Some other tidbits for you:

  • Highest Critic Standard Deviation – 14.77 (Jedi Knight II)
  • Lowest Critic Standard Deviation – 2.62 (Street Fighter IV)
  • Highest User Standard Deviation – 51.7 (Serious Sam: The First Encounter)
  • Lowest User Standard Deviation – 1.74 (Grim Fandango)

The average standard deviation for the users is noticeably higher than the critics. Standard Deviation is a unit of measurement, like a metre or a gallon. If you collect all your data that lie within one ‘standard deviation’ either side of the average (so for the critics here, anyone who scored 6.32 percent above or below the average score) then you have over 68% of the total data. In other words, the standard deviation measures how close most of your data is to the average. More on Wikipedia, and a helpful graph below:

What this means is that, in order to get 68% of the critic scores, you need only look in a 13-point band of scores (on average). Most of the critics score very close to the average. On the other hand, to get the same proportion of user scores, you need to look within a 44-point band. Much larger – almost half of the possible score range!

Conclusions

As we saw in the two review examples earlier, Metacritic user reviews are very opinionated. When you get a lot of data that tends towards two extremes, and therefore far away from the mean, you get a high standard deviation. Which is exactly what we’ve got here.

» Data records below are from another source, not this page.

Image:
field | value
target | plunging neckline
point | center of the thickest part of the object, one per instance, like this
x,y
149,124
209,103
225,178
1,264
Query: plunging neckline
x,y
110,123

One possible reading of this data is that we have games journalists for a reason – they’re able to identify the strengths and weaknesses of a game and they generally reach similar conclusions to other writers. You could see this as a sort of post-publication peer review; we can see that games journalists tend to feel the same way about a lot of games. Of course, another argument for this is that games journalists can estimate what other games journalists are likely to think, and years of cynical 69% scores have made games reviewing a simple case of pigeonholing. I prefer the former explanation.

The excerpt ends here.